Wie oft hören wir Jugendliche mit angstvollen und stressgeprägten Gesichtern an der Grenze ihrer technischen Möglichkeiten musizieren: es “gerade noch geschafft ” zu haben ist nicht zu verwechseln mit emotional überzeugendem Musizieren, wo jeder gespielte Ton zum Einzelerlebnis werden kann und dem Musizierenden wirklich Spaß macht. Das Musizieren gerade auch mit technisch bescheidenen Mitteln muss in unserer hochspezialisierten Gesellschaft wieder neu gelernt werden. Die Philosophie vom “falschen Ton” sollte überdacht werden: sollte man nicht lieber von “mehr oder weniger passenden Tönen” sprechen?

Musikalische Kreativität lässt sich jedenfalls nicht allein mit Referaten über Mozart, ein bisschen Notenschreib-Crash-Kurs oder mit gelegentlichem Vorsingen fördern. Besonders bei Kindern braucht es Zeit. Man muss sie zu selbstgemachter Musik ermuntern und ihnen spielerisch (im wahrsten Sinne des Wortes) einen Weg zeigen. Es gibt nur wenige MusiklehrerInnen, die ihre Schüler improvisativ komponieren lassen und sich mit 4 Takten und dem Umfang von etwa 5 bis 7 Tönen zufriedengeben. Doch ich meine: genau hier liegt doch die Chance für eine “menschlichere” Musik! Sozusagen: “Musik zum Anfassen” oder “Musik zum Anfühlen” mit einfacher Technik, aber viel “Platz im Kopf”, um sich selbst beim Musizieren noch mit Freude zuhören zu können.

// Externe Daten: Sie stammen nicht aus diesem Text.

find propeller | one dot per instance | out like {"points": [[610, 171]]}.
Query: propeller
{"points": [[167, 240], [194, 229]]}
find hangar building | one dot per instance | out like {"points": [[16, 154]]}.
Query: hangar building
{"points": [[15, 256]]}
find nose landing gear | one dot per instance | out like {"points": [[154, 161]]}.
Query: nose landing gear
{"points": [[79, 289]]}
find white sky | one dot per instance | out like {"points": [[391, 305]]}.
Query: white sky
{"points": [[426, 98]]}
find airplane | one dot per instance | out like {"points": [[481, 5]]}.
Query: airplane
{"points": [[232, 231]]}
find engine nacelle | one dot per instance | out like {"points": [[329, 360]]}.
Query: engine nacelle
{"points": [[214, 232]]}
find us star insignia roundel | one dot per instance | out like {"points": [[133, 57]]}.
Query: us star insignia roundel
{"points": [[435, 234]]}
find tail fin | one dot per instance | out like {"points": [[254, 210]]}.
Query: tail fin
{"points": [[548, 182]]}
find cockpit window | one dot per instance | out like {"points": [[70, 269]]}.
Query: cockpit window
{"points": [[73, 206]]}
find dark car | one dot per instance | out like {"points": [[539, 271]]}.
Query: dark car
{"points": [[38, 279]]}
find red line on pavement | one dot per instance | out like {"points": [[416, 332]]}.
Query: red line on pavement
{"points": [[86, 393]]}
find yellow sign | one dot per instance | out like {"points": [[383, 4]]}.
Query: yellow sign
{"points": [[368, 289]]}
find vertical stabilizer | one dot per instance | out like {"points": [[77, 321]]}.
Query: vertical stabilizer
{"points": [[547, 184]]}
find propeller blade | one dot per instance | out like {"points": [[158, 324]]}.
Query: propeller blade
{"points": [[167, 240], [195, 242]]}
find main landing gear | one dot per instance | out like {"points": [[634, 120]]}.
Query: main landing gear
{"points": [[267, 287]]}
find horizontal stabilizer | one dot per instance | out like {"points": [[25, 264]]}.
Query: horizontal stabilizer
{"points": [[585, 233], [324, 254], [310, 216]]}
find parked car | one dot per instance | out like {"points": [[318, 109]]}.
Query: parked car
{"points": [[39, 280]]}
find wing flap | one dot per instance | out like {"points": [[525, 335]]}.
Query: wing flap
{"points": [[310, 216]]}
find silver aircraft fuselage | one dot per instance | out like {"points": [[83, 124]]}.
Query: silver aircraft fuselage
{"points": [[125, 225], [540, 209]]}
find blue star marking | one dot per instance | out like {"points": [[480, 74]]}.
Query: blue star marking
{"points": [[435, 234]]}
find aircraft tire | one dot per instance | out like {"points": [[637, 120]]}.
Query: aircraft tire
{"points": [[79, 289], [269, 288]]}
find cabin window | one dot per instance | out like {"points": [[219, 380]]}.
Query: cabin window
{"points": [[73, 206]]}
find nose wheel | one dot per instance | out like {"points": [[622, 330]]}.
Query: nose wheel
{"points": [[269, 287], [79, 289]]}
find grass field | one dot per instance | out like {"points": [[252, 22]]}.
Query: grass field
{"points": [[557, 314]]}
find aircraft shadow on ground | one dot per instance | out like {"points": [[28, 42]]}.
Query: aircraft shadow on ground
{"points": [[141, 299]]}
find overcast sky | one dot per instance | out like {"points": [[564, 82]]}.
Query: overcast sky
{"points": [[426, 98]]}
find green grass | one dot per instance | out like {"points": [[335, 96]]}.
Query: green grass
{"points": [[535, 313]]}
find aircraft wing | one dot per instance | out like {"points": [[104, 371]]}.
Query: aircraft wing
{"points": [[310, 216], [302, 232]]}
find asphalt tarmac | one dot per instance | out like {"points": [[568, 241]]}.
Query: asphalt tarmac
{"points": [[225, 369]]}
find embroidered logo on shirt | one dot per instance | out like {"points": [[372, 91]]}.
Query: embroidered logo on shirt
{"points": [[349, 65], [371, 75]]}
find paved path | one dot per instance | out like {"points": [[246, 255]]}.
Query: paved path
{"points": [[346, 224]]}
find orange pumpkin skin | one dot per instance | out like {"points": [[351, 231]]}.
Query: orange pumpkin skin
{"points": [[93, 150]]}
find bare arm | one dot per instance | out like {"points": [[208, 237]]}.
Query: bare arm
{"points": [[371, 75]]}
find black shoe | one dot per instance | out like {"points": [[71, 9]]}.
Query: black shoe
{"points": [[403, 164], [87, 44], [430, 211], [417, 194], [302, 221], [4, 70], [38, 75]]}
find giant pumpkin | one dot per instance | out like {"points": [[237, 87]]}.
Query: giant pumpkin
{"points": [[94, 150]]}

Die künstlerische oder seelische Komponente von Musik kommt in der Schulmusik m.E. generell zu kurz. Ich frage mich auch, ob die standardisierte Musikausbildung - wie sie für Schulmusiker üblich ist - hier nicht grundlegend korrigiert werden muß. Das Spielen (oder spielerische Umgehen) mit Tönen, das Experimentieren mit Klängen oder das Improvisieren mit den gelernten Bausteinen unserer Musikkultur muß wieder neu gelehrt, nicht nur gelernt werden, damit Kinder und Jugendliche das Zweckfreie und Spielerische, vielleicht auch scheinbar Formlose und “Ungeleitete” an Musik neu entdecken.

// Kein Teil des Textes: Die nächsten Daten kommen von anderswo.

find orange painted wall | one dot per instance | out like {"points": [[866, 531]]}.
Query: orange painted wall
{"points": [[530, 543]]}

Dazu gehört Vielfalt im Angebot pädagogischer Lehre. Dazu gehören Musizierende aller Richtungen und vor allem Praktiker. Musiker mit pädagogischen Ambitionen genauso wie Pädagogen mit musikalischen Ambitionen. Und alle im steten Austausch miteinander. Ein zentral gesteuertes Ausbildungssystem (Staatliche Musikschulen etwa) kann vermutlich diese Vielfalt kaum leisten. Besonders nicht in Zeiten, wo Musiklehrer, Dozenten und Referenten eher “eingespart” als eingesetzt werden.

Eine Zusammenarbeit von Kulturschaffenden, Eltern und Pädagogen wäre hier vielleicht eine neue Lösung. Aber ohne Unterstützung einer basisorientierten Kulturpolitik sehe ich kaum eine Chance für eine mehr auf Kinder und Jugendliche orientierte musikalische Umwelt.